Oireachtas Joint and Select Committees
Thursday, 26 January 2023
Joint Oireachtas Committee on the Implementation of the Good Friday Agreement
Architects of the Good Friday Agreement (Resumed): Sir John Major
Sir John Major:
It is a very good question. The lessons are actually very straightforward, at least the key lesson that remains with me from those years. There are two things I would emphasise again and again, because so much comes back to it, which are you cannot agree if you do not talk or if you do not listen or if you think you hold the wisdom of the world in your hand and those engaging with you are necessarily wrong. You have to have an open mind, you have to talk, and you have to listen and if that were inscribed in every part of government in every part of the world, we would be living in a much happier planet than we do at the moment.

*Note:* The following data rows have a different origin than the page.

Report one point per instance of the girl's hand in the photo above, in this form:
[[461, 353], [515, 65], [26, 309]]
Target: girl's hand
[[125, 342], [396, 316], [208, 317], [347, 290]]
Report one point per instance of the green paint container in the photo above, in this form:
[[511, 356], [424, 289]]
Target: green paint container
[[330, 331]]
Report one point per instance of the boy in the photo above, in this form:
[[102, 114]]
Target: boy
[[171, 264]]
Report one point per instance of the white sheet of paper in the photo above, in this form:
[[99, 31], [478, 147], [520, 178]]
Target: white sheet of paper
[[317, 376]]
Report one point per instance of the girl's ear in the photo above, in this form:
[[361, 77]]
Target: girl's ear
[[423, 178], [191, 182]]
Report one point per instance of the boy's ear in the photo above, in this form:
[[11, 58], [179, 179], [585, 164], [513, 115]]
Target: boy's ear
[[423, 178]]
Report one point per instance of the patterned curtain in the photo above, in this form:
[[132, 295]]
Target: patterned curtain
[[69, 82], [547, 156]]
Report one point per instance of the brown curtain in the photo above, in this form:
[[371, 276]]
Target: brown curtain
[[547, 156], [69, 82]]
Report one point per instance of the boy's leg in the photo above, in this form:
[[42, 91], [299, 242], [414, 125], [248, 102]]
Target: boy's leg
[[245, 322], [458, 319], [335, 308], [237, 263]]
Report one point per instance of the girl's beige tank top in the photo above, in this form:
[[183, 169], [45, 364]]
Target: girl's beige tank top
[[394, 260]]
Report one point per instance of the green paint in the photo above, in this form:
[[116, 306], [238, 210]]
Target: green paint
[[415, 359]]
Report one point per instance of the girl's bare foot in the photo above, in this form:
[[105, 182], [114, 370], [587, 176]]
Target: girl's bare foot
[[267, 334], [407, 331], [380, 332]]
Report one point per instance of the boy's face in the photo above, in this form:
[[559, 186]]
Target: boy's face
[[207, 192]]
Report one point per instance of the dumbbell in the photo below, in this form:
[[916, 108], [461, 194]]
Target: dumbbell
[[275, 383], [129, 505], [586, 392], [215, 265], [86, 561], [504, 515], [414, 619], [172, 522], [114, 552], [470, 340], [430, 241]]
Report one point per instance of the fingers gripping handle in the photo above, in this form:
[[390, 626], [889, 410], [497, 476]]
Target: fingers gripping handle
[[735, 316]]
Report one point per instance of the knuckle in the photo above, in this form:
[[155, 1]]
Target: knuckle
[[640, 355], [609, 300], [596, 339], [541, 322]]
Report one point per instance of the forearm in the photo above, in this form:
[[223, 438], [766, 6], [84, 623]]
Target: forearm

As to the complexity of it, I remember many years ago remarking that the peace process was a little like trying to put together a complex Rubik's cube with a gun attached because that is exactly what it was like. There were many different pieces in the puzzle that had to be brought into the whole before we could finally get an agreement, which is one of the reasons neither the joint declaration nor the frameworks agreement, nor indeed the Good Friday Agreement itself, would have won an award for plain English. There is a degree of flexibility written into them and without that, we would never have got everybody to sign up to them. That is another lesson. The essence of negotiation is you do not get everything you wish to have. That is true for every negotiator and it is probably true of every successful conclusion to negotiation the world has ever seen. Those are the lessons I take from the discussions we had.